Coco comme Chanel, June comme Carter.

Basée à Leipzig depuis une dizaine d’années (elle se prépare à emménager à Berlin), June Cocó a voulu porter ses influences culturelles dans son nom de scène. Fascinée par la France et les Etats-Unis, l’artiste allemande a appris à parler le français et l’anglais à l’école, et ne s’en est jamais défait. L’amour qu’elle porte pour ces cultures différentes, sa musique le reflète aussi – autant dans ses propres créations, anglophones pour la plupart, que dans ses reprises francophones.

En 2020, la musicienne publie une cover de Métamorphoses, un morceau du duo parisien Ravages, formé par Simon Beaudoux et Martin Chourrout. Dans sa version, elle réimagine la chanson électro en ballade menée au piano. En réponse, le tandem reprend à son tour l’un des titres de la chanteuse, Heavy Heart. Ces métamorphoses musicales inspirent alors à June Cocó la réédition de son dernier album Fantasies & Fine Lines (sorti en 2019 en Allemagne, en 2021 ailleurs) avec davantage d’artistes, à qui elle donne la liberté de réinterpréter ses morceaux, parfois en collaboration. En 2021, sort cet album de “remixes”, naturellement intitulé Métamorphoses.

Alors qu’elle avance à grands pas dans l’élaboration de son prochain disque (qu’elle est déjà bien impatiente de partager), June Cocó a tenu à donner toute son importance à l’un de ses plus grands succès : Neptune’s Daughter. La chanson a désormais droit à un clip, dessiné et animé par Nadège Jankowicz (à découvrir à la fin de cet article).

Neptune’s Daughter évoque évidemment le mythe romain. Mais pourquoi Neptune ? Qu’est-ce qui vous a inspirée ?

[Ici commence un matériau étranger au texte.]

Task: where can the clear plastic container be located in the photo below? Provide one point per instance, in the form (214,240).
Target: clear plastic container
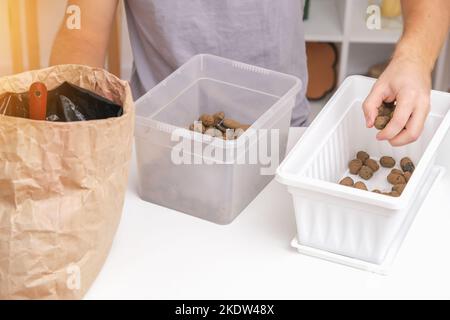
(347,221)
(218,181)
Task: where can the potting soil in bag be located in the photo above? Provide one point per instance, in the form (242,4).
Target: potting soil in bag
(66,103)
(62,185)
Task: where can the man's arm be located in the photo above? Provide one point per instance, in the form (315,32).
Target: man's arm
(89,45)
(407,78)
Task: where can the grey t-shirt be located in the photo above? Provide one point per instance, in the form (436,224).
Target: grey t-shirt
(267,33)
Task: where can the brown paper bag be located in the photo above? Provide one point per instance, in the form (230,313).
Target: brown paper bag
(62,188)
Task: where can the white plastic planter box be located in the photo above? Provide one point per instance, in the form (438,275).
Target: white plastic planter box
(345,221)
(212,186)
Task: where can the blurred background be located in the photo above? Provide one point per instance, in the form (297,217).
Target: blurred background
(28,28)
(339,43)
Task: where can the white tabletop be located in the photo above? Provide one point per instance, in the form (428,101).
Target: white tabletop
(162,254)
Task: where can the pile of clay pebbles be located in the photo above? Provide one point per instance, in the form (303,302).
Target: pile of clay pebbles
(365,168)
(218,126)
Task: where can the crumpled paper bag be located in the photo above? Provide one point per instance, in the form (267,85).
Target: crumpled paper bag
(62,189)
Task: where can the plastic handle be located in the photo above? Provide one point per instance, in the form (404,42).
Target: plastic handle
(38,101)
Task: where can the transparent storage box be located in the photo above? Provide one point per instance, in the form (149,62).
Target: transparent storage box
(350,222)
(203,176)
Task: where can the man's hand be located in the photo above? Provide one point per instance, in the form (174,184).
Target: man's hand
(407,80)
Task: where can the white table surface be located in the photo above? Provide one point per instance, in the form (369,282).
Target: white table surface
(162,254)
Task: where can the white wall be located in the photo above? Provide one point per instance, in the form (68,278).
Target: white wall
(50,16)
(5,53)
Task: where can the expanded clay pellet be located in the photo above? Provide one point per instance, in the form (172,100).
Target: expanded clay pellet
(212,124)
(362,155)
(218,117)
(407,175)
(381,122)
(387,162)
(407,165)
(385,114)
(207,120)
(372,164)
(366,173)
(399,188)
(394,179)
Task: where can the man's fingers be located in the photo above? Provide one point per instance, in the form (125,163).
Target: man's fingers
(414,127)
(402,113)
(377,95)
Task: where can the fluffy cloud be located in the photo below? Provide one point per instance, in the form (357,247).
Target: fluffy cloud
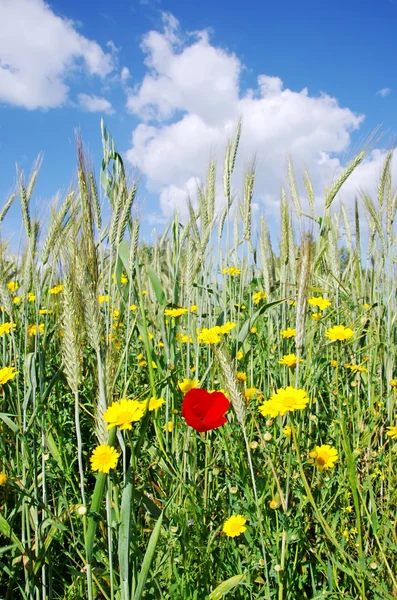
(190,101)
(95,104)
(384,92)
(39,51)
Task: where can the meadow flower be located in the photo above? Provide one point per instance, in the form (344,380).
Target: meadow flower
(289,332)
(6,327)
(175,312)
(188,384)
(283,401)
(104,458)
(154,403)
(323,457)
(289,360)
(234,526)
(123,413)
(6,374)
(34,329)
(250,393)
(319,301)
(339,333)
(258,296)
(13,286)
(231,271)
(57,289)
(209,336)
(392,432)
(204,410)
(316,316)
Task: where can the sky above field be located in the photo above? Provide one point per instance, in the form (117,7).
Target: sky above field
(309,79)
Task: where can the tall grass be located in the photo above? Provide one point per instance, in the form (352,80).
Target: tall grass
(152,528)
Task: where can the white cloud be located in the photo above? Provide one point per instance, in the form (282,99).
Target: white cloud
(38,51)
(384,92)
(95,104)
(190,101)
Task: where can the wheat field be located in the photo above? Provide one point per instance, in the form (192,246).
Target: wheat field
(114,483)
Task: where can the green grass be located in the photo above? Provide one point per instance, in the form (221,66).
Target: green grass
(152,528)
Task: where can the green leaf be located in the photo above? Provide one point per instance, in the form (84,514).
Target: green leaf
(226,586)
(147,559)
(156,284)
(5,417)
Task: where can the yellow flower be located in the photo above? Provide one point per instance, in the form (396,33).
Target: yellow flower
(241,376)
(339,332)
(209,336)
(320,302)
(289,360)
(7,373)
(188,384)
(234,526)
(258,296)
(289,332)
(104,458)
(227,327)
(123,413)
(316,316)
(12,286)
(392,432)
(323,457)
(154,403)
(56,289)
(284,400)
(34,329)
(175,312)
(6,327)
(231,271)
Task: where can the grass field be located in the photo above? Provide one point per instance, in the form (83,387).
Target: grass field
(294,494)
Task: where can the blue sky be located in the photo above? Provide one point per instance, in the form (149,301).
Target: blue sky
(60,60)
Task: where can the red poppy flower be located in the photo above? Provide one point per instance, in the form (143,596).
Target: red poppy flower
(204,410)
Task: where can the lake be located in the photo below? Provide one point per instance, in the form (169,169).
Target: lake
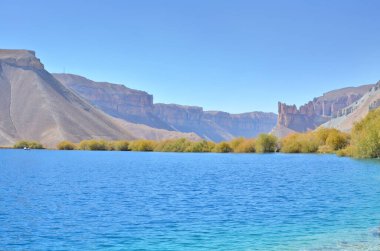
(59,200)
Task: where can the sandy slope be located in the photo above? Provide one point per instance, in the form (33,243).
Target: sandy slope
(36,106)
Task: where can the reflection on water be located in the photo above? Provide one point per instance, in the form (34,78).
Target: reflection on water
(165,201)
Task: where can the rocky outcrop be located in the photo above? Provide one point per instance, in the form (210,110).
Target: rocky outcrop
(138,107)
(36,106)
(318,111)
(348,116)
(215,125)
(116,100)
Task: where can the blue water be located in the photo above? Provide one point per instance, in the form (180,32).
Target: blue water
(59,200)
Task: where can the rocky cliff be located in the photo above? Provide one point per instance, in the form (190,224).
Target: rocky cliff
(36,106)
(316,112)
(348,116)
(138,107)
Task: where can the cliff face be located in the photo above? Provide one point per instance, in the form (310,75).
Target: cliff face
(318,111)
(116,100)
(215,125)
(36,106)
(138,107)
(348,116)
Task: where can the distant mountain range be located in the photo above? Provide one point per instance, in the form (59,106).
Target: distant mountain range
(34,105)
(324,110)
(138,107)
(37,105)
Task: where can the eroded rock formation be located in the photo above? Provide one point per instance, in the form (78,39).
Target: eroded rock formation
(138,107)
(318,111)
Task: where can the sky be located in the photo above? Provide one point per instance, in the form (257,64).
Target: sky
(235,56)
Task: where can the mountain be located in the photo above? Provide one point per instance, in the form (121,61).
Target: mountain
(348,116)
(34,105)
(316,112)
(138,107)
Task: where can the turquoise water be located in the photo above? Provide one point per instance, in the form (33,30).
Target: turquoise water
(58,200)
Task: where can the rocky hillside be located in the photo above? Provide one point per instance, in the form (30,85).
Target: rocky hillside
(348,116)
(138,107)
(316,112)
(36,106)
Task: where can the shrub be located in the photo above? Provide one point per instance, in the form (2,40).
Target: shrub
(66,145)
(28,144)
(200,147)
(142,145)
(236,142)
(120,145)
(222,147)
(93,145)
(300,143)
(337,140)
(172,145)
(247,146)
(365,136)
(266,143)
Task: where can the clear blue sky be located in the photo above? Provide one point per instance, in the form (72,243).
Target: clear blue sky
(234,55)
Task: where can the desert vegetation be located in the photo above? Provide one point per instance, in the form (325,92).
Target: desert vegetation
(28,144)
(365,138)
(362,142)
(322,140)
(265,143)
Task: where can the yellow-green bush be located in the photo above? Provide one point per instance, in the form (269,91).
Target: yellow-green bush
(172,145)
(66,145)
(28,144)
(93,145)
(300,143)
(222,147)
(200,147)
(142,145)
(365,136)
(120,145)
(266,143)
(246,146)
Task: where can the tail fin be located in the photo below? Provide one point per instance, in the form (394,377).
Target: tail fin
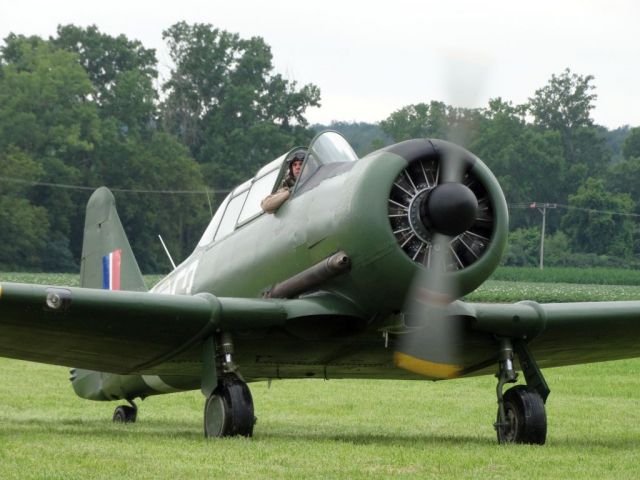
(107,258)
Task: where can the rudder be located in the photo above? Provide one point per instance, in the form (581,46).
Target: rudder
(107,258)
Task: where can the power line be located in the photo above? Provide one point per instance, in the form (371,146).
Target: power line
(216,191)
(570,207)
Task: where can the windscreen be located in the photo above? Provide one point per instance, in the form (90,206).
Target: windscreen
(328,147)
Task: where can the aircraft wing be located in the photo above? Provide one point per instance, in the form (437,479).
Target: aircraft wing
(565,333)
(128,332)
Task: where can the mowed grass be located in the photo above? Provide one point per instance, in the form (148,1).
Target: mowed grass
(324,429)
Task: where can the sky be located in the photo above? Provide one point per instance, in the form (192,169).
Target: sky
(370,58)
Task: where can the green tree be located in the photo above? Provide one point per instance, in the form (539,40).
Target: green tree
(225,104)
(122,73)
(23,226)
(158,164)
(591,224)
(45,115)
(624,177)
(631,145)
(564,105)
(523,248)
(521,157)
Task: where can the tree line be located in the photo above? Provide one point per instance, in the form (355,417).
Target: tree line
(83,109)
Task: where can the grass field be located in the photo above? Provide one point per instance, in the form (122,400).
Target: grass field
(327,429)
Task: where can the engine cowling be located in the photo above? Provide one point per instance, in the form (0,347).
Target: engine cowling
(447,190)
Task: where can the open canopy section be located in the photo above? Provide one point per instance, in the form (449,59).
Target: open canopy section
(242,205)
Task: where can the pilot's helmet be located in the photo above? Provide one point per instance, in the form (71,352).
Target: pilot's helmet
(298,155)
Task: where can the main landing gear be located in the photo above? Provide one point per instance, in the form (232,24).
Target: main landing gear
(228,410)
(521,411)
(126,413)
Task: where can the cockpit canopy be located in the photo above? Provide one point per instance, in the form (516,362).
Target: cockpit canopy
(242,205)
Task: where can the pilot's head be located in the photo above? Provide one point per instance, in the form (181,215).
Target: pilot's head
(295,164)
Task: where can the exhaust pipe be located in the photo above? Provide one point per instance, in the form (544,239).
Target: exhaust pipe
(312,277)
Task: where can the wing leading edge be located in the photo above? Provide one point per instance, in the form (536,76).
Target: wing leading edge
(566,333)
(130,332)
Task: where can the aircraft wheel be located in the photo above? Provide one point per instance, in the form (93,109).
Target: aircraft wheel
(526,418)
(228,411)
(125,414)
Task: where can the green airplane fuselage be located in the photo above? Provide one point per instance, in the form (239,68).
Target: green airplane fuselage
(347,212)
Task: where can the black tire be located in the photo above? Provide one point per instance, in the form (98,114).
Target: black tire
(125,414)
(525,416)
(228,411)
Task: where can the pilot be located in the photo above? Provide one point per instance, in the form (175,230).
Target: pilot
(272,202)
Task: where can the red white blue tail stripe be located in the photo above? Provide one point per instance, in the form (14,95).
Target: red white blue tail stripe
(111,270)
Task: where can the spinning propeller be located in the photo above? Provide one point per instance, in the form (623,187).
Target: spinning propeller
(433,342)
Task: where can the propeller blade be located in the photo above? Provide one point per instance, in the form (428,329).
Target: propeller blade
(433,342)
(431,345)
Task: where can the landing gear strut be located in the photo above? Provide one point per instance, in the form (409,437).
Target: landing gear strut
(126,413)
(228,410)
(521,412)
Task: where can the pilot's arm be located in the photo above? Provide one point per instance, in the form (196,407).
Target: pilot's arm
(273,202)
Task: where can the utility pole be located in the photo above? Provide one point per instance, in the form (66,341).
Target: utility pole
(542,208)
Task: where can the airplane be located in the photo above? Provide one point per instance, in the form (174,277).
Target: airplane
(361,273)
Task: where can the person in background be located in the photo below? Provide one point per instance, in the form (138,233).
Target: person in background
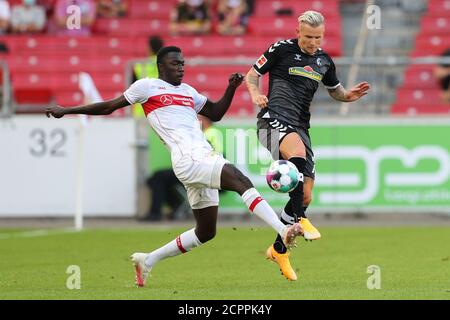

En fait, l’élément Eau a toujours été très important pour moi. Mon signe astrologique est Verseau ! (rires). A l’époque où j’ai écrit Neptune’s Daughter, je cherchais un moyen de me calmer, d’être moins stressée et de retrouver ma liberté dans la nature. Et chaque fois que j’allais nager dans le lac – même en hiver, je fais du jogging et je me baigne après, même s’il fait très froid (rires) –, je sautais dans l’eau, et d’un coup, mes idées s’éclaircissaient. Et de l’action de plongée vient cette idée d’un monde parallèle. Je suis une grande rêveuse. Tous ces mythes et contes de fées m’inspirent beaucoup, et j’ai donc eu cette phrase en tête (en chantant) : “I’m going to live forever underwater.” Le début de la chanson, donc. Parfois c’est ce qui m’arrive : la musique et les paroles me viennent à la fois.

Donc d’un côté, je cherchais du calme et de la clarté, et de l’autre, c’était à une époque où j’avais décidé de me lancer et d’aller à Berlin – j’habite à Leipzig depuis 10 ans – pour rencontrer des musicien·ne·s, en mode : “Bonjour, travaillons ensemble !” Et j’ai mis cette énergie dans Neptune’s Daughter. L’impulsion de commencer quelque chose de nouveau. Donc… les nouveaux départs, c’était la deuxième inspiration pour la chanson.

Tout cela s’est passé avant la pandémie. Puis en 2021, vous avez sorti une nouvelle version de l’ensemble de votre disque. Est-ce que c’est cette situation qui vous a poussée à le faire ?

En réalité, c’était déjà prévu, mais le confinement m’a donné le temps qu’il fallait pour travailler sur ça. Comme ce qui s’est passé avec Métamorphoses et Ravages, et aussi la reprise de Neptune’s Daughter.

Pour la nouvelle version de Neptune’s Daughter, j’ai travaillé avec une harpiste qui s’appelle Arden. En fait, on avait joué ensemble dans des concerts auparavant et on prévoyait de remettre ça en interprétant cette chanson ensemble sur scène. Mais on n’a évidemment pas pu le faire. Et donc, on a finalement enregistré cette version, et c’était très thérapeutique de le faire, d’une certaine manière.

Qu’est-ce que ça fait de revenir vers quelque chose que vous avez écrit il y a quelque temps et de le retravailler ?

Et bien… Ce n’était pas il y a si longtemps que ça, ce n’était qu’un an après.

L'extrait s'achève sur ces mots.